Questo vuol dire, in pratica, che attualmente, con questi prezzi delle fonti fossili, la produzione di energia attraverso le tecnologie alternative (sole, vento, biomassa, risparmio) é in molti casi molto meno conveniente, molto piú costosa. Queste tecnologie richiedono, nella sostanza, un maggior investimento per colmare la differenza di costo rispetto alle soluzioni fossili.

C’é per esempio un paese, il Venezuela che dipende in termini di entrate per le finanzie pubbliche dalla produzione e dalla vendita (95%) del petrolio che genera il 25% delle entrate nazionali.
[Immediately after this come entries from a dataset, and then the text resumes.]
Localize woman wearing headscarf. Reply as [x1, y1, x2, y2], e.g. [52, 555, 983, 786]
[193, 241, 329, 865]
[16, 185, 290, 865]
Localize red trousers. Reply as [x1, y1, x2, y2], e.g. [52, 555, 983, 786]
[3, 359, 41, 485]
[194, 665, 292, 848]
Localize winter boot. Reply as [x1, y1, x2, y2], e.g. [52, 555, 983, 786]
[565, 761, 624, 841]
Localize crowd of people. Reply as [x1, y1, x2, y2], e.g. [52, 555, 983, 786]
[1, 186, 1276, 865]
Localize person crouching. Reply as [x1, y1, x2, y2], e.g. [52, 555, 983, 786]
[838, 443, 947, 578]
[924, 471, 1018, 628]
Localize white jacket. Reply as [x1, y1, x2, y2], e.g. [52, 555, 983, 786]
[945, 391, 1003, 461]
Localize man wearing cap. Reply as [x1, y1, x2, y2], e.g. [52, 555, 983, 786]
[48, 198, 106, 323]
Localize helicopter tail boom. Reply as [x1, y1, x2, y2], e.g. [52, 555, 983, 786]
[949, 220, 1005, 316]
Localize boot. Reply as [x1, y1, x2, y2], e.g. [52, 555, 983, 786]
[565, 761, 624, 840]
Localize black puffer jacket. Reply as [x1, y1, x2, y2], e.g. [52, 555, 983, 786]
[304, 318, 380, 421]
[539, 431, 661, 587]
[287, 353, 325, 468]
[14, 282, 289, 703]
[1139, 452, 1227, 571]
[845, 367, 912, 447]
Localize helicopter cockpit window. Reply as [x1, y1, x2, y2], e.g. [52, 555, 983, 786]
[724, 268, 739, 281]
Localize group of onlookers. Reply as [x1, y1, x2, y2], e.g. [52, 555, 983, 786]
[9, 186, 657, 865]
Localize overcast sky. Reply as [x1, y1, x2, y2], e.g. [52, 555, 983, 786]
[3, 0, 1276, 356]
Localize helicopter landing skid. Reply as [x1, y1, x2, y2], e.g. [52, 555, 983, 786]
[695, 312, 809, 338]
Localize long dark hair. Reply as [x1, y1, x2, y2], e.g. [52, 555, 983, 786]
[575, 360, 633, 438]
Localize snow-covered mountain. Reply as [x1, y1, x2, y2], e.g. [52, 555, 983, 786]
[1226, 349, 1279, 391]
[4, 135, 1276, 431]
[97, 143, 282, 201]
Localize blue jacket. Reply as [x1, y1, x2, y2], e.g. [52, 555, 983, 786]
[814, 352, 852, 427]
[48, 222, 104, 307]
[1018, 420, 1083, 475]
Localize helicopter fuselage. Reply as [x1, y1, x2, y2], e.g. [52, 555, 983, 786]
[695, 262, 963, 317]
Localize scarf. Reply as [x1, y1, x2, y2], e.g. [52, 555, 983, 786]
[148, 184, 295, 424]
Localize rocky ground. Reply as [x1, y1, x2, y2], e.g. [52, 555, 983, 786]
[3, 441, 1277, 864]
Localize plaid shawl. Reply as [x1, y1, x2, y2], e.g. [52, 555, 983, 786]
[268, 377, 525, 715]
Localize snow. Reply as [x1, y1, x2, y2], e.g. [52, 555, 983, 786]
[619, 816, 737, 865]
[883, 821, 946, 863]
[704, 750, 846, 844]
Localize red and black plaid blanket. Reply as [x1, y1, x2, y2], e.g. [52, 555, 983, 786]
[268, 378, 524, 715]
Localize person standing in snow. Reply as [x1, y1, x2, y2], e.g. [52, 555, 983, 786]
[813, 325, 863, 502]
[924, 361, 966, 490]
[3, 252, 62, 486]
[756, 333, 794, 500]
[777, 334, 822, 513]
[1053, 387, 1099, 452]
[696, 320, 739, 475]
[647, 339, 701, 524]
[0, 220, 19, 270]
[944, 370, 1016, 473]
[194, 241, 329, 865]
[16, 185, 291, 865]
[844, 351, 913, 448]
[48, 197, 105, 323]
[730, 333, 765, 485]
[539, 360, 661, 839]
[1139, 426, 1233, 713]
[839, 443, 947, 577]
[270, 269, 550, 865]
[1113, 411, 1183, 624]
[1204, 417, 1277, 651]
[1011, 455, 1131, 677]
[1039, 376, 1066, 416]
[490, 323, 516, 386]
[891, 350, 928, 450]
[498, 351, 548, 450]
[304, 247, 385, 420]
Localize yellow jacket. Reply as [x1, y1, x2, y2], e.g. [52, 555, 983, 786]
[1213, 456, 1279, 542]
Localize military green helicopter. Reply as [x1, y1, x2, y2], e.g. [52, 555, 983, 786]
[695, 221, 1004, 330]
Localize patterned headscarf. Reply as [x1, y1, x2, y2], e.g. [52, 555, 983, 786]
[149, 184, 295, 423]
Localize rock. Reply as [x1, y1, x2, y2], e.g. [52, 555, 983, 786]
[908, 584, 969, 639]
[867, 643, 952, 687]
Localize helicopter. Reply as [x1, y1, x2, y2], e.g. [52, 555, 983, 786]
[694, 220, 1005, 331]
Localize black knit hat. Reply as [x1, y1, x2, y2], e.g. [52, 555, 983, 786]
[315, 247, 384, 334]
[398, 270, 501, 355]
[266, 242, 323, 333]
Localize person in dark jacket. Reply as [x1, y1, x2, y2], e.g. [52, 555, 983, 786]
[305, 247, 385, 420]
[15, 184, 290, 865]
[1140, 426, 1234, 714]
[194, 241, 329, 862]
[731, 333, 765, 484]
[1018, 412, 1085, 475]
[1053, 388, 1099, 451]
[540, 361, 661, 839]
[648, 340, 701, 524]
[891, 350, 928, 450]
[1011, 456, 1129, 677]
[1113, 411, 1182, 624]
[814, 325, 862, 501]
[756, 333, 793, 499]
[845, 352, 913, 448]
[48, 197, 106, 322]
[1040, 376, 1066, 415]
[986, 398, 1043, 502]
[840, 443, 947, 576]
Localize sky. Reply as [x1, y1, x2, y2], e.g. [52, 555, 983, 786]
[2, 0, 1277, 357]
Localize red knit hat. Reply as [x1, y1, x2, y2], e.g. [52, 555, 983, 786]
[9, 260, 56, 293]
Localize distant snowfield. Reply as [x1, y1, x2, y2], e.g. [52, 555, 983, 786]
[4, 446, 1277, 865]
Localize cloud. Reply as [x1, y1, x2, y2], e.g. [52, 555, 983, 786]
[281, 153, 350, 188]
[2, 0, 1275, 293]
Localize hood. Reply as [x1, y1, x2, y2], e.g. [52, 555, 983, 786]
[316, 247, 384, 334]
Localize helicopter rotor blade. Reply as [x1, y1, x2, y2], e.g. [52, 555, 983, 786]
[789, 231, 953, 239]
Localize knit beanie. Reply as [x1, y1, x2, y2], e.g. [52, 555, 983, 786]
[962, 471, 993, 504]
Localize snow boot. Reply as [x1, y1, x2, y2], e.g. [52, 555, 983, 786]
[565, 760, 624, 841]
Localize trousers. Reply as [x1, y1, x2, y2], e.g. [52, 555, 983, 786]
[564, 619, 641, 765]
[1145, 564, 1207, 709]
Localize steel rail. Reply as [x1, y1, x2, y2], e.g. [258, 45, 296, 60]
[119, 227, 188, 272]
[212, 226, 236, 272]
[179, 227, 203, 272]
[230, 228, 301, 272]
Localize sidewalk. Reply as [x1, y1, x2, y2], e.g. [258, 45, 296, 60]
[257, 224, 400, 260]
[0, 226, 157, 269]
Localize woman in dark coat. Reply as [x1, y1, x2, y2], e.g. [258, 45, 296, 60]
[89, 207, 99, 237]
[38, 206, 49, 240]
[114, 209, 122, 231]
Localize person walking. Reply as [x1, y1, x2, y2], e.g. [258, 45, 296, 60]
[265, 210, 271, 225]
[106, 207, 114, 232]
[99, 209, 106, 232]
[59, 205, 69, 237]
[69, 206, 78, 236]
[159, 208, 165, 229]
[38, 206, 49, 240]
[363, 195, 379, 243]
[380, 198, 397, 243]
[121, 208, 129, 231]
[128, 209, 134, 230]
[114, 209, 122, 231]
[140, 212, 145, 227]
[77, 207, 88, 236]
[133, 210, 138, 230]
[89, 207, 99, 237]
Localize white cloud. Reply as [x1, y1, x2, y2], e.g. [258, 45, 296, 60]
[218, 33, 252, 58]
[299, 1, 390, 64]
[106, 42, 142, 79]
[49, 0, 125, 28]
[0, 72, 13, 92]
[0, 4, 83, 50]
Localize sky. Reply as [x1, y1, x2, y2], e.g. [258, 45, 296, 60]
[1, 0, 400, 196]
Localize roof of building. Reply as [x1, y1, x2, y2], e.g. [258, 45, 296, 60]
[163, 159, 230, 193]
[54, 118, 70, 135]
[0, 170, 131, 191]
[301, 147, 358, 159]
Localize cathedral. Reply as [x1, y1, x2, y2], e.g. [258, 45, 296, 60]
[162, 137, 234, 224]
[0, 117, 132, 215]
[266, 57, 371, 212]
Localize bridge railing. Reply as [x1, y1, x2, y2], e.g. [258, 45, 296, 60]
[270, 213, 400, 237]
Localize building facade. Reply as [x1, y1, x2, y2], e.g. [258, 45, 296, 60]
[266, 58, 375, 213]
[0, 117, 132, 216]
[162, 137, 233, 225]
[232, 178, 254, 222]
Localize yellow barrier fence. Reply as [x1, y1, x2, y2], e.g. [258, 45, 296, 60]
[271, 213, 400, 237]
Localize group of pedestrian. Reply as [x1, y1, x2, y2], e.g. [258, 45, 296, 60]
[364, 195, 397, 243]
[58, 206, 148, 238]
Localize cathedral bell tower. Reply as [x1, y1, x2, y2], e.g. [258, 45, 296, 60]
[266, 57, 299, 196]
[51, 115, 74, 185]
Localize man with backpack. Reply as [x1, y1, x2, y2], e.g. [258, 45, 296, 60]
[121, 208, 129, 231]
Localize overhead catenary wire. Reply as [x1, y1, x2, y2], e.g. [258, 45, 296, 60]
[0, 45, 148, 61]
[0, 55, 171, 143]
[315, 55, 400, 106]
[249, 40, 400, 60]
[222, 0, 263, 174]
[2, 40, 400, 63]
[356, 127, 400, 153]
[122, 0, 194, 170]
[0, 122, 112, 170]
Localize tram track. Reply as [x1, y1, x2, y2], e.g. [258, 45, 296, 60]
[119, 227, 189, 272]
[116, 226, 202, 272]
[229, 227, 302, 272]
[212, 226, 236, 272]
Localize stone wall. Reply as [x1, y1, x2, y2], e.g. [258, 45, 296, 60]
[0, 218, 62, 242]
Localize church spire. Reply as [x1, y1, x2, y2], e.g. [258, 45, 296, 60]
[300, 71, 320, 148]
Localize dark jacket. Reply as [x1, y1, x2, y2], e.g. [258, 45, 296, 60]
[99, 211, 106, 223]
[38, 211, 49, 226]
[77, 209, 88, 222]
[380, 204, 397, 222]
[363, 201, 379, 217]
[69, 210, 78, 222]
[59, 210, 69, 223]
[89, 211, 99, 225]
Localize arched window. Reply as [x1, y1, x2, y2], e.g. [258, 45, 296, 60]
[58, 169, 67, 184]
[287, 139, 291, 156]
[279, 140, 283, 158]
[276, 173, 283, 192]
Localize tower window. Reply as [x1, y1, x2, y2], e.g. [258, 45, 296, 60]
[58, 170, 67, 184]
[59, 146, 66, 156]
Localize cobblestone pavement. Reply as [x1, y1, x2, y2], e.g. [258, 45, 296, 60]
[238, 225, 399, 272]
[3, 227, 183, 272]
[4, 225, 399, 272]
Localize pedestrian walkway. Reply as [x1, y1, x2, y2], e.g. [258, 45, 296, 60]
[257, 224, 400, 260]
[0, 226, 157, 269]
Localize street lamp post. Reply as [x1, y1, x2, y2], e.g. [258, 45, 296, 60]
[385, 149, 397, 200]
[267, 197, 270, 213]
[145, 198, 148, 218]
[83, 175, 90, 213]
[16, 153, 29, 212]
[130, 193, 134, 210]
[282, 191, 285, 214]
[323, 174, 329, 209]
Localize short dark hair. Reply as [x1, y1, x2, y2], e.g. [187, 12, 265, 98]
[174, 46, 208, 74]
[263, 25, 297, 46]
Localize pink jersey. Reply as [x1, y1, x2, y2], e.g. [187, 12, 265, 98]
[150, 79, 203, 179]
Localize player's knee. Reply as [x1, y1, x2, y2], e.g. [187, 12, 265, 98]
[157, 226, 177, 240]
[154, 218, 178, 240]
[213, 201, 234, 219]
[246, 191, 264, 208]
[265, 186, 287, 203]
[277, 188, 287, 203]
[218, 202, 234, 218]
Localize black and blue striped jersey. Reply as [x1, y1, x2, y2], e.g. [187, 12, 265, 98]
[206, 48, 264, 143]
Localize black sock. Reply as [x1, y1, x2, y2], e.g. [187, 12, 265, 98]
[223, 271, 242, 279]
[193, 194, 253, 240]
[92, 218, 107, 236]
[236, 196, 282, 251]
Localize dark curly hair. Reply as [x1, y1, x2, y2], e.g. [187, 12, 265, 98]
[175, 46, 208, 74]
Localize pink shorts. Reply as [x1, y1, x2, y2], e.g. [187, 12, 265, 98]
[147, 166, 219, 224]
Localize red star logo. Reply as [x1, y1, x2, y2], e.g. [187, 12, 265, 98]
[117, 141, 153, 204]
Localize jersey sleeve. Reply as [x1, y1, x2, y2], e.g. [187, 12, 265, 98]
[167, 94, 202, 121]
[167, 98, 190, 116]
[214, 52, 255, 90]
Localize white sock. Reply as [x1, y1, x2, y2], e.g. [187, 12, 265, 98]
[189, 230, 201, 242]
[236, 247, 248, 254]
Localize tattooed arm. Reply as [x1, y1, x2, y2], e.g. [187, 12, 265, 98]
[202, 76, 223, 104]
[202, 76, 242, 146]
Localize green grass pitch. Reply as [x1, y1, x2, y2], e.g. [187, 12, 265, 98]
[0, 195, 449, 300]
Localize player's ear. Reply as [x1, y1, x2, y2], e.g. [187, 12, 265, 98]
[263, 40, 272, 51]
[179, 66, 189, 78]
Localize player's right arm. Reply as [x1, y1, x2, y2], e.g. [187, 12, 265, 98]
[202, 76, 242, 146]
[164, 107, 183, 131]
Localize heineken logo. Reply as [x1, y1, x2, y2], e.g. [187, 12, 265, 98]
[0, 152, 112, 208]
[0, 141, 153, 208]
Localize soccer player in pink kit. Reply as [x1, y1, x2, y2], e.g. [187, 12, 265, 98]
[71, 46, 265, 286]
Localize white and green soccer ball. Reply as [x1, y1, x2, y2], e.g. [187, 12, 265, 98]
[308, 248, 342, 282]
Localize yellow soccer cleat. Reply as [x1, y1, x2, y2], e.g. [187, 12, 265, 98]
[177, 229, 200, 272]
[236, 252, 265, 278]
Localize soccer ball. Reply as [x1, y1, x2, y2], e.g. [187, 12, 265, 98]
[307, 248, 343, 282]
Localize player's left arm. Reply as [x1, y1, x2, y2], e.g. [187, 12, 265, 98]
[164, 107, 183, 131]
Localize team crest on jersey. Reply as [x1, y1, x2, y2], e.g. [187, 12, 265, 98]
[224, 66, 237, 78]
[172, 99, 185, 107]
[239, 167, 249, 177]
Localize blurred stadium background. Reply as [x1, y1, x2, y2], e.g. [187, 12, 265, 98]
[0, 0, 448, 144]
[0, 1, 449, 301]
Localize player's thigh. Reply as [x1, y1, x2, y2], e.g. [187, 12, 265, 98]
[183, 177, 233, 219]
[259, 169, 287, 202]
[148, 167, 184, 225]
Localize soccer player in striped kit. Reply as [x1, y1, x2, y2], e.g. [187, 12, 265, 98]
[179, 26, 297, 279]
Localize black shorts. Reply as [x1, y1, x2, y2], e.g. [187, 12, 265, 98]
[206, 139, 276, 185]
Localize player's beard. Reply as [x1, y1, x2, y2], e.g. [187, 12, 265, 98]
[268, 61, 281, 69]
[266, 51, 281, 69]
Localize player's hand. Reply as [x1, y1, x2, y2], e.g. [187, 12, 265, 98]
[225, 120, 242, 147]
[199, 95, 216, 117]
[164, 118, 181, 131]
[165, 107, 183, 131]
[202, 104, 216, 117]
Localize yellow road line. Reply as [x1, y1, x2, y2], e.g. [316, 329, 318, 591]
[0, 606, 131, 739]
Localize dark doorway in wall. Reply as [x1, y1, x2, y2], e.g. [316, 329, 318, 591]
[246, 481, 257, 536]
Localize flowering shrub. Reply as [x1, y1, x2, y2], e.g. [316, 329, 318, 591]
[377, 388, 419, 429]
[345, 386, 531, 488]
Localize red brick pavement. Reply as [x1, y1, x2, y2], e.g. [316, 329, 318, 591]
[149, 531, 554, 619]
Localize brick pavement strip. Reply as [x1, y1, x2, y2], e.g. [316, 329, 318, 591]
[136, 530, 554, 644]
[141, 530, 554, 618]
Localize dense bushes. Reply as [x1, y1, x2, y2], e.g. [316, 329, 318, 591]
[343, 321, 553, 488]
La popolazione venezuelana – come molti altri paesi che basano la loro economia sull’export delle fonti fossili - non pare peró trarne beneficio e tanto meno avverrá con prezzi del petrolio cosí bassi (-7% la crescita economica interna nel 2015). L’argomento principale usato dalla capo delegazione venezuelana alla COP21, Claudia Salerno, è che il Venezuela conta per solo lo 0,5% delle emissioni globali: «É praticamente insignificante».

Dal 2005 la Cina ha prestato al Venezuela, che é esclusa dal mercato internazionale dei capitali, la considerevole cifra di 56 miliardi di dollari. L’affare non é sostenere la moneta boliviana che é passata da 170 a 10 nel cambio con il dollaro, ma assicurarsi la fornitura di petrolio.

Non è facile convincere i paesi con grosse risorse energetiche a rinunciarvi. La domanda sul mercato internazionale é molto attiva. E il clima puó intanto ancora aspettare.